The Sheffield-based plant specialises in making parts for energy and defence companies. It is responsible for the creation of parts for the submarines that carry Trident nuclear weapons.
Forgemasters blamed the government and its handling of the UK steel crisis for the job cuts. Thousands of steelworkers across the country have been left jobless as the crisis intensifies. Forgemasters chief executive Graham Honeyman said: "Under normal trading conditions, we believe we can compete with our global competitors.

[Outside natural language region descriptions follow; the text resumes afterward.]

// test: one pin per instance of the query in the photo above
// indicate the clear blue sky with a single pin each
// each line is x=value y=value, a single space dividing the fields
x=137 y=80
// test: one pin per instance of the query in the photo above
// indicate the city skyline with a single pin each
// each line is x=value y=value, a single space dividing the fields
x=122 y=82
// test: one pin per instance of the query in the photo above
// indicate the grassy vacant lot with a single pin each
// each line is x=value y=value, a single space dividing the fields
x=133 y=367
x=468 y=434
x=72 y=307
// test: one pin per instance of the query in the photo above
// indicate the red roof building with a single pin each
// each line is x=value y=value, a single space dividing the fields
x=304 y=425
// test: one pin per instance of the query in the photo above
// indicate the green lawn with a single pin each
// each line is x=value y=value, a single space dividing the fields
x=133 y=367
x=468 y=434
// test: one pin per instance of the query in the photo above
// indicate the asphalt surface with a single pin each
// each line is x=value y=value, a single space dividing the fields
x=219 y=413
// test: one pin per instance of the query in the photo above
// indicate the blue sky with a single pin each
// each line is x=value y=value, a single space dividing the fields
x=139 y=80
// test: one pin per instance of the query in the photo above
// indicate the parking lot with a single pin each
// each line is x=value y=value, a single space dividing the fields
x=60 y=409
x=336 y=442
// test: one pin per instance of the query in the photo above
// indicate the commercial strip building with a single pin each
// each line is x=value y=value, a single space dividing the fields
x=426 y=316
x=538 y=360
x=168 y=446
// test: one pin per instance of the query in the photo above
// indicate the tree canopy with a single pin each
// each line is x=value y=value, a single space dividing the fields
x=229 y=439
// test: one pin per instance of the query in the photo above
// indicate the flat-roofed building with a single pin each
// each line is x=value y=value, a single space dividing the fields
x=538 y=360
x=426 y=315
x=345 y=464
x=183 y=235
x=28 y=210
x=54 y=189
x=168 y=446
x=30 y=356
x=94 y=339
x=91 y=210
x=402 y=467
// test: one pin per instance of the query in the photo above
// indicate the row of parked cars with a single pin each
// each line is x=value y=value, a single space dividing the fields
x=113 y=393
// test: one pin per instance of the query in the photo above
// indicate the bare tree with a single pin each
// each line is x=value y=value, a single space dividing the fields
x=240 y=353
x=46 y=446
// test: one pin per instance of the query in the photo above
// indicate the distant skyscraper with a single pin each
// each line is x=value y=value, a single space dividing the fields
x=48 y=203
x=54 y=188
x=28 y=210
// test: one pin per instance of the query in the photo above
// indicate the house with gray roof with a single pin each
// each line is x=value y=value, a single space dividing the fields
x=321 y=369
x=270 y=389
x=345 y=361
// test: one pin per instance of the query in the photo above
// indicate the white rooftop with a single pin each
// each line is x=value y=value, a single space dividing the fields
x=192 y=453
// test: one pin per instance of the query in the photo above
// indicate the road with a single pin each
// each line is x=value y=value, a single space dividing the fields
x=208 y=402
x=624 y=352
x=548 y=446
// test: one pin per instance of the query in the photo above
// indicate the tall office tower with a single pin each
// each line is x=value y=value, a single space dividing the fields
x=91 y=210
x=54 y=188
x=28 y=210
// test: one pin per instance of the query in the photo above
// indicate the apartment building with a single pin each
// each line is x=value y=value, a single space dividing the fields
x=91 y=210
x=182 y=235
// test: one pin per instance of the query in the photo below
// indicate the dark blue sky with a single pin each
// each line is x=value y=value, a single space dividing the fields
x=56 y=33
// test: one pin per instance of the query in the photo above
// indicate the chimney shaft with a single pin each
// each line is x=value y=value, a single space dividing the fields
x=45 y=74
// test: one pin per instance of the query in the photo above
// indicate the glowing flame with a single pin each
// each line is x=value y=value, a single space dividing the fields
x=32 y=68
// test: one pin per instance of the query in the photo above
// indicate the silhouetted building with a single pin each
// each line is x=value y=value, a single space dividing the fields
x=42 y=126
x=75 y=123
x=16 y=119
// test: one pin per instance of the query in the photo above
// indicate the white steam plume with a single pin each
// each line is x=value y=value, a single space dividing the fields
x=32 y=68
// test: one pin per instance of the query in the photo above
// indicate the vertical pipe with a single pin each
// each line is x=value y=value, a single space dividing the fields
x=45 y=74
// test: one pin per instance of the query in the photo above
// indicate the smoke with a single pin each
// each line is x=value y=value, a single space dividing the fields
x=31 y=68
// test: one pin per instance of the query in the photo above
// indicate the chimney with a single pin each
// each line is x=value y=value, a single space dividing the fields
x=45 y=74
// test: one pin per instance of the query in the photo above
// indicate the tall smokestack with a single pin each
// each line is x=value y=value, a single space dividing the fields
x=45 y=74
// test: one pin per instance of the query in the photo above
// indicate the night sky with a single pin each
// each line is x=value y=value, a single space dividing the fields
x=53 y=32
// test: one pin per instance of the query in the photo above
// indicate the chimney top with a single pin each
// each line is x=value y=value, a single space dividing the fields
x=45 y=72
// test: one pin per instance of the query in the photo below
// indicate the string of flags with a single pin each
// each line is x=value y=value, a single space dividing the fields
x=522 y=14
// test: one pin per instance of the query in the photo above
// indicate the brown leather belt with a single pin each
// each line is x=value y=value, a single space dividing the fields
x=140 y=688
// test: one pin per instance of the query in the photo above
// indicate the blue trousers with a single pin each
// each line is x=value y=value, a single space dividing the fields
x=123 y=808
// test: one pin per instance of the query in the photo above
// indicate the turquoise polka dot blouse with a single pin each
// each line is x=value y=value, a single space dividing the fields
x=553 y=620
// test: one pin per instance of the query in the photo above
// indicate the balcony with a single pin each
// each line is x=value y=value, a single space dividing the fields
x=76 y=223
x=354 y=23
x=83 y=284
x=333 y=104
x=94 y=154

"But when the circumstances we face are so adverse, despite being a fiercely independent company, we have felt compelled, along with others in our sector, to have to canvass action from government to look at ways they might take urgent measures to regularise the competitive and market environment for UK manufacturers."
Tata axed jobs at its Scunthorpe plant in October 2015, blaming high energy costs in the UK. The government has since pledged to take steps to push down energy costs for steel manufacturers, but Honeyman said that it is not enough for the industry.
In December 2015, manufacturing tycoon Mike Wright told IBTimes UK the country's competitiveness could be killed by high energy and manufacturing costs. Wright and other manufacturers have urged the government to step in.
"It is unfortunate that we have had to announce redundancy plans, but these are to preserve the majority of jobs here in Sheffield and are very much viewed as a short-term necessity," said Honeyman.
The company said it is forced launch consultations that could see it cut 100 out of 750 jobs at its Sheffield plant, representing 13.3% of its workforce there.
This is the second major blow to the UK steel industry in 2016. On 18 January, Tata Steel announced 750 steelworkers and 200 support workers at its Port Talbot plant would lose their jobs, and that it would be cutting 100 jobs across other plants. Tata has cut more than 2,200 jobs since October 2015. After rival SSI UK, the former owner of the Redcar Plant, went into administration that month, more than 2,000 Teesside workers lost their job.
At the end of 2015, steel was trading at around $210 (£149) a tonne, down by more than 57% from its value in January 2015, when it was worth $490 (£347) a tonne. Steel manufacturers have blamed oversupply and less demand from China for the steel rout.